As a matter of fact, in this case - if nowadays when you say this, it sounds suicidal - for 10 years, between 8 and 10 years, Musa (عليه السلام) lived with his in-laws and worked for his father-in-law, and his paycheck came from his in-laws.

Today when you say to somebody "Hey, where do you work?" "Oh, I work for my father-in-law, and I live with them too." "What a guy, this is a real man, this is a man - even he lives with his in-laws." You want to question the manhood of Musa (عليه السلام) Try and see what happens to you. You don't want to get punched by that man (عليه السلام).

Embracing Unusual Circumstances

What I'm saying is there are sometimes unusual situations, and Allah mentions them on purpose in the Quran because sometimes the marriage is going to be under unusual situations. Not every situation can

be ideal, and in your family if there's an unusual situation, don't sit there and cry "why couldn't we have a normal kind of situation?" That's okay.

Life is not about normal, actually. When you dig deep in every family, there's no such thing as normal. Every one of us is weird, every one of us has strange situations in their family.

So we have to adapt, and we have to be flexible, and we have to be merciful to our coming generation, allowing them to get married in a healthy way and having that open conversation with our sons and with our daughters.

Closing Prayers

May Allah (عز وجل) bless this community with healthy marriages. May Allah (عز وجل) allow us to do right by our children and our children to do right by their children in raising children on Islam. May Allah (عز وجل) bless you and me in the wise Quran, and may Allah (عز وجل) help me and you in the verses and the wise dhikr.

All praise is due to Allah and peace and blessings be upon His chosen servants, especially upon the best of them and the Seal of the Prophets Muhammad Al-Ameen, and upon his family and all his companions.

Allah (عز وجل) says in His Noble Book, after I say I seek refuge with Allah from the accursed Satan:

إِنَّ اللَّهَ وَمَلَائِكَتَهُ يُصَلُّونَ عَلَى النَّبِيِّ ۚ يَا أَيُّهَا الَّذِينَ آمَنُوا صَلُّوا عَلَيْهِ وَسَلِّمُوا تَسْلِيمًا

That Allah and His angels send blessings upon the Prophet. O you who have believed, send blessings upon him and send blessings.

اللَّهُمَّ صَلِّ عَلَى مُحَمَّدٍ وَعَلَى آلِ مُحَمَّدٍ كَمَا صَلَّيْتَ عَلَى إِبْرَاهِيمَ وَعَلَى آلِ إِبْرَاهِيمَ فِي الْعَالَمِينَ إِنَّكَ حَمِيدٌ مَجِيدٌ

O Allah, send blessings upon Muhammad and upon the family of Muhammad as you have sent blessings upon Ibrahim and upon the family of Ibrahim in all the worlds.
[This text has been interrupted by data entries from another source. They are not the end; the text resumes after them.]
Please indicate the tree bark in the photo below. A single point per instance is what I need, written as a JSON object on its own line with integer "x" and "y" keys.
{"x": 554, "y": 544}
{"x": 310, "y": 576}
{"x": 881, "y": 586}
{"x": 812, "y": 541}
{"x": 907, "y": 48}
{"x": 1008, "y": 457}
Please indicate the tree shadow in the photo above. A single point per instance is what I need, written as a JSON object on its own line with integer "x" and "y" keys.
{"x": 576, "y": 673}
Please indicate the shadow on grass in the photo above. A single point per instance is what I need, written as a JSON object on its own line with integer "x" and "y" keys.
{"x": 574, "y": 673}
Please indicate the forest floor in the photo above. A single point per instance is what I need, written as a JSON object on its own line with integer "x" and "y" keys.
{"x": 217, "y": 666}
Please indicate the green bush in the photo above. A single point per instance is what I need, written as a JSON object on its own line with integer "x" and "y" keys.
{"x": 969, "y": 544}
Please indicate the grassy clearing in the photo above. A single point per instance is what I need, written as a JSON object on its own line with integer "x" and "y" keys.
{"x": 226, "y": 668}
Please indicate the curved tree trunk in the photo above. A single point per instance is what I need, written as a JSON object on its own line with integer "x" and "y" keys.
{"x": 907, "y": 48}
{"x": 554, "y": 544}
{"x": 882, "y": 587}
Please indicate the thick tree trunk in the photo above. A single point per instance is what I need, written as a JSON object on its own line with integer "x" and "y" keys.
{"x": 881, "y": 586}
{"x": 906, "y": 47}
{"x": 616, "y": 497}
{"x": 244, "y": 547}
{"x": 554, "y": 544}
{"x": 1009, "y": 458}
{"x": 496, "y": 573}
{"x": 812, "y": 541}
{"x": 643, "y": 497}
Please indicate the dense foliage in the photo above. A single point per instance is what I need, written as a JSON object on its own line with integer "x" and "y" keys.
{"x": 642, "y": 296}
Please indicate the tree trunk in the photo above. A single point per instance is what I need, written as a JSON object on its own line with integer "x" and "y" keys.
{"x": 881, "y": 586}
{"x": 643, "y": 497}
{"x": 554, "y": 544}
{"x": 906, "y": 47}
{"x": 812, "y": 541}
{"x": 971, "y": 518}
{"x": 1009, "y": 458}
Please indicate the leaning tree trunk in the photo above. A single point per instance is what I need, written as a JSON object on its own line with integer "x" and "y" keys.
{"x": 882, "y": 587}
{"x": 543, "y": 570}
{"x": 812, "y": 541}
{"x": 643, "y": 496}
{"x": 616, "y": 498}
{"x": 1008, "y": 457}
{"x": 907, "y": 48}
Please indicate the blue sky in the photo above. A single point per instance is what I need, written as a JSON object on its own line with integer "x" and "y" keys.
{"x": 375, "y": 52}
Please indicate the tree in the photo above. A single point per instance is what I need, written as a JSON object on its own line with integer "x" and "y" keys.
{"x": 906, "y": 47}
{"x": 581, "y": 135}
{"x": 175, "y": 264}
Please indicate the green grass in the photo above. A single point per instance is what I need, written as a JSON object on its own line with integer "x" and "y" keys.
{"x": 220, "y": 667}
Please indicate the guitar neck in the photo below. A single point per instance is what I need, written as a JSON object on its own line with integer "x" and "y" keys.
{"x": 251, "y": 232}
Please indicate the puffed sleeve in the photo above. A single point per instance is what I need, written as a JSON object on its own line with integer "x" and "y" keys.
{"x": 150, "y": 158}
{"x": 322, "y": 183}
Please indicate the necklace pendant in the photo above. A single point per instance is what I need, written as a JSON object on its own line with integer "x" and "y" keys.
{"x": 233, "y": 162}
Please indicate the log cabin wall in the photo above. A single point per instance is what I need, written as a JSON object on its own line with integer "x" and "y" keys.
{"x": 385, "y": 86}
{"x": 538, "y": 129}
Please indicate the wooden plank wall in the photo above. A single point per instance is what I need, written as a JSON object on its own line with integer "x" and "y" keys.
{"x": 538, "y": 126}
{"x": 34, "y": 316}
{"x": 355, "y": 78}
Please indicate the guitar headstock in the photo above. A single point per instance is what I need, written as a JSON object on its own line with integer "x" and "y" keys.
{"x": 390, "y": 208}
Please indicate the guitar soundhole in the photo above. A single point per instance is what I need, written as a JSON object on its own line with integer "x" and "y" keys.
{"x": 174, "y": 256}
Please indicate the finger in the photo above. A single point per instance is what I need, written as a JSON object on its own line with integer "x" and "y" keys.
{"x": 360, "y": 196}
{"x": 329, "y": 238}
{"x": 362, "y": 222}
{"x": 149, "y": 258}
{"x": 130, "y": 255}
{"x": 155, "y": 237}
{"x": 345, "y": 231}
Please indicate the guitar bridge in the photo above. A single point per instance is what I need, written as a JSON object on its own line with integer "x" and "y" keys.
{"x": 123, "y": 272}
You are the Praiseworthy, the Glorious.

اللَّهُمَّ بَارِكْ عَلَى مُحَمَّدٍ وَعَلَى آلِ مُحَمَّدٍ كَمَا بَارَكْتَ عَلَى إِبْرَاهِيمَ وَعَلَى آلِ إِبْرَاهِيمَ فِي الْعَالَمِينَ إِنَّكَ حَمِيدٌ مَجِيدٌ

O Allah, send blessings upon Muhammad and upon the family of Muhammad as you have sent blessings upon Ibrahim and upon the family of Ibrahim in all the worlds. You are the Praiseworthy, the Glorious.

O servants of Allah, may Allah have mercy on you, fear Allah:

إِنَّ اللَّهَ يَأْمُرُ بِالْعَدْلِ وَالْإِحْسَانِ وَإِيتَاءِ ذِي الْقُرْبَىٰ وَيَنْهَىٰ عَنِ الْفَحْشَاءِ وَالْمُنكَرِ وَالْبَغْيِ ۚ يَعِظُكُمْ لَعَلَّكُمْ تَذَكَّرُونَ

Allah commands justice, goodness, and giving to relatives, and forbids immorality, wrongdoing, and oppression. He admonishes you that perhaps you will be reminded.

وَاذْكُرُوا اللَّهَ أَكْبَرَ ۗ وَاللَّهُ يَعْلَمُ مَا تَصْنَعُونَ

And the remembrance of Allah is greater, and Allah knows what you do.

وَأَقِمِ الصَّلَاةَ ۖ إِنَّ الصَّلَاةَ تَنْهَىٰ عَنِ الْفَحْشَاءِ وَالْمُنكَرِ ۗ

And establish prayer. Indeed, prayer prohibits immorality and wrongdoing.

إِنَّ الصَّلَاةَ كَانَتْ عَلَى الْمُؤْمِنِينَ كِتَابًا مَّوْقُوتًا

Indeed, prayer has been decreed upon the believers a decree of specified times.